On May 2nd, Swedish far-left MEP Malin Björk distinguished herself in the European Parliament by inaugurating a photographic exhibition featuring openly provocative and anti-Christian pictures—depicting a Christ who is sometimes black, sometimes homosexual, and surrounded by apostles who have become LGBT militants. Several conservative MEPs of different nationalities seized on the scandal to denounce the provocation.
The exhibition took place in the European Parliament in Brussels, around the so-called works of art by the Swedish lesbian photographer Elisabeth Ohlson, who makes no secret of her LGBT activism and has already organised other exhibitions of an openly provocative nature. By depicting the person of Christ in this way, she intends to prove that the son of God revered by Christians “supports gay rights.” She casually explains on Twitter that since art history is full of representations of Christ surrounded by heterosexual people, there is no need to be upset about twelve unfortunate clichés.
Protests were soon heard from Europe’s conservative political class. Italian Deputy Prime Minister Matteo Salvini made his disapproval known on his Facebook account: “Art?” “No, just vulgarity and disrespect.” The same was echoed by Spanish MEP Jorge Buxadé, a member of the VOX party, who called the display “disgusting and miserable” in a tweet.

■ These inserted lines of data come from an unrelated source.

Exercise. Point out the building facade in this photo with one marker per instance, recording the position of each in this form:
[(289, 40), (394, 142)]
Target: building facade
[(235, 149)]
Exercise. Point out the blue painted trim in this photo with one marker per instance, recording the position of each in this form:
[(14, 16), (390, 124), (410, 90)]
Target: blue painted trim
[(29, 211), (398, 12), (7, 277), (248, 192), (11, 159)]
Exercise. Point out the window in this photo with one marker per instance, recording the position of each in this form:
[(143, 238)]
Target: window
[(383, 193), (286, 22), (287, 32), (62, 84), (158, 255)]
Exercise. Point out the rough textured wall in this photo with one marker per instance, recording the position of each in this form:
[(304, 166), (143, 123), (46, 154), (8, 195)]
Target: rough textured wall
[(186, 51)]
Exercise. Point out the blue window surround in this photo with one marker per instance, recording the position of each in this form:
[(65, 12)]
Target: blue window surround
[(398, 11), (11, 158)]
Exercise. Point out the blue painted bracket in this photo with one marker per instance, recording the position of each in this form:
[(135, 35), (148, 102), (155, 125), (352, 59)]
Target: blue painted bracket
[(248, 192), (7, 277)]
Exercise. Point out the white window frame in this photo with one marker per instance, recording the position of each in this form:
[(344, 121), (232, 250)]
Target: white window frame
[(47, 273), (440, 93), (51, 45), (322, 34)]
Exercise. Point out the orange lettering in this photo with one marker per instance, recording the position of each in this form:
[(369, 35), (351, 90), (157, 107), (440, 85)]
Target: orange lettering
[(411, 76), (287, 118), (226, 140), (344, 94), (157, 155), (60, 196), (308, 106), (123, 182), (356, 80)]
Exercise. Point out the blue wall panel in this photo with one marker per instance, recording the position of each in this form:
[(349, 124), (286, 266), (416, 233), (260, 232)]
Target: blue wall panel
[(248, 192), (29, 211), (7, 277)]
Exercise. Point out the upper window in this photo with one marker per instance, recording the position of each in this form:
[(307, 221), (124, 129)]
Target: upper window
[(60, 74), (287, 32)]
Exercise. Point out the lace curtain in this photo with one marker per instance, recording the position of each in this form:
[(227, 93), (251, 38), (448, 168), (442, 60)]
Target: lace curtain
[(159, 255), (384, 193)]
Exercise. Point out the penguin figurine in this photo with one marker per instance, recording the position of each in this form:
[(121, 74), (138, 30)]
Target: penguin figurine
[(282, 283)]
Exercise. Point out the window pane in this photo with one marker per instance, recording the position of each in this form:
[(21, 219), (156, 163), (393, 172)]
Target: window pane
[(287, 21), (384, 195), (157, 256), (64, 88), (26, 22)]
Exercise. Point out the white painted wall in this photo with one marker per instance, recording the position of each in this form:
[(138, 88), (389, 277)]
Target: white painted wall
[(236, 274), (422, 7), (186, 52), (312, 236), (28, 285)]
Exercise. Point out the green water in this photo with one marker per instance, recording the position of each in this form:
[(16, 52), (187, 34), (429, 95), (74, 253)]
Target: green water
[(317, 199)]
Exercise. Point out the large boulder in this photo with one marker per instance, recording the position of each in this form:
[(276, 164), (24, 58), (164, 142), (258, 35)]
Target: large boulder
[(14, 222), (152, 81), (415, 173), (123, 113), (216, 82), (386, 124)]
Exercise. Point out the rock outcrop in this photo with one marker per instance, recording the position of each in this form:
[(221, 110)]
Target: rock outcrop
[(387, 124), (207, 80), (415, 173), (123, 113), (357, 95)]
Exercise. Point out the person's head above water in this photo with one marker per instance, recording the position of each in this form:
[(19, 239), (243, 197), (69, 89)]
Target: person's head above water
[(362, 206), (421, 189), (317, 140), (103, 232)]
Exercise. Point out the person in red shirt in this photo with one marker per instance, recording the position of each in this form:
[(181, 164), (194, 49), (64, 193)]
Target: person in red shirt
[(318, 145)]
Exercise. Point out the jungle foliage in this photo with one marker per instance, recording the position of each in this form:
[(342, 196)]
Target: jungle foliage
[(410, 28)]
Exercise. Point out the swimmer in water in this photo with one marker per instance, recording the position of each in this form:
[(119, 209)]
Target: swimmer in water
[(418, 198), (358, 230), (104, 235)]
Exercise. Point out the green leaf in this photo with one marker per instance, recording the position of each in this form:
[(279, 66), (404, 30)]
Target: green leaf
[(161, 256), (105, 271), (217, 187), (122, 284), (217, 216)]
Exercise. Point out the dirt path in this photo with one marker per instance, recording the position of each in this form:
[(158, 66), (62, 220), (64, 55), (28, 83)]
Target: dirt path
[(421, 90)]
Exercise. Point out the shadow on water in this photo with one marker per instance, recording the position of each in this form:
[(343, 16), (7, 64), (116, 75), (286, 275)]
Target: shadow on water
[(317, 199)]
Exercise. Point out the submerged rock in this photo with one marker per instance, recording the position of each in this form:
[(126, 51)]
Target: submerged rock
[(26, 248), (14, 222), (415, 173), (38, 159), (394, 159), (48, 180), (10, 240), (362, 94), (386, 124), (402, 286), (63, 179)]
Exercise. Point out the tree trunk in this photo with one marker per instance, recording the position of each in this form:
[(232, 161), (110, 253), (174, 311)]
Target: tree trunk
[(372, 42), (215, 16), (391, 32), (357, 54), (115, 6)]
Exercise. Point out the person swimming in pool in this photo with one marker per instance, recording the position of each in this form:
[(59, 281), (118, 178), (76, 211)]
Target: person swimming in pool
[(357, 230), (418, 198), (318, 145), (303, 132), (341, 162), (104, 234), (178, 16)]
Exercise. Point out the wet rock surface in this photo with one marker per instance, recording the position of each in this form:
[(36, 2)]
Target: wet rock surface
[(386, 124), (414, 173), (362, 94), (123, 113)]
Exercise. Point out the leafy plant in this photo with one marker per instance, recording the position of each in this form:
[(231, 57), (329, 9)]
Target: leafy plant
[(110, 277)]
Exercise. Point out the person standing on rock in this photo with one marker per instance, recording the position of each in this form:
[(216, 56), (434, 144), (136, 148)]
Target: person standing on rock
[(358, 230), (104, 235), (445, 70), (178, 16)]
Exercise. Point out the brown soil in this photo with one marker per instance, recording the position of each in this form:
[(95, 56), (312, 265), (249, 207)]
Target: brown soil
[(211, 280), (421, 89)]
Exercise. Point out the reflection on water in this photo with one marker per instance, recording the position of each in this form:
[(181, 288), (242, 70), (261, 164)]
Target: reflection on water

French MP Nicolas Bay, a former member of the Rassemblement National who rallied to Éric Zemmour, wrote to the president of the Parliament Roberta Metsola to ask for the withdrawal of the photographs, explaining that “some of the pictures carry an insulting message towards the Christian religion and Christ, which many believers could legitimately consider blasphemous.” He points out that the liberty taken towards Christian believers would obviously not be considered appropriate towards Muslim believers—recalling in passing the deaths of the French press cartoonists murdered for having caricatured Mohammed. He writes:
Malin Björk would obviously never dare to invite an artist who caricatured Mohammed, the prophet of Islam, or defaced a Koran, especially with such outrageous messages. People have died in Europe for daring to do so.
35 MEPs have co-signed the letter drafted by Nicolas Bay. This impromptu coalition brings together 22 MEPs from the ECR group, 11 non-attached MEPs, Estonian MEP Jaak Madison from the ID group, and French MEP François-Xavier Bellamy—the only representative for the EPP group. Within the ID group, the French delegation of the Rassemblement National independently sent a letter to the Parliament’s quaestor signed by the head of the delegation, MEP Jean-Paul Garraud, in which he denounced the climate of Christianophobia encouraged by such an exhibition: “At a time when churches are being burned down or vandalised in large numbers in Europe, promoting an exhibition that insults the Catholic religion is particularly inappropriate.”
As the Catholic World Report website points out, arranging this exhibition within the walls of the European Parliament should be seen in the light of the stubbornness with which the Brussels institution has refused for years to allow the installation of nativity scenes at Christmas time, on the grounds that it might be “potentially offensive.”
The exhibition ended on Friday, May 5th, but highlighted once again the complacency of the European institutions about one of the many facets of progressive ideology, and the fragility of the conservative—minority—response to such attacks.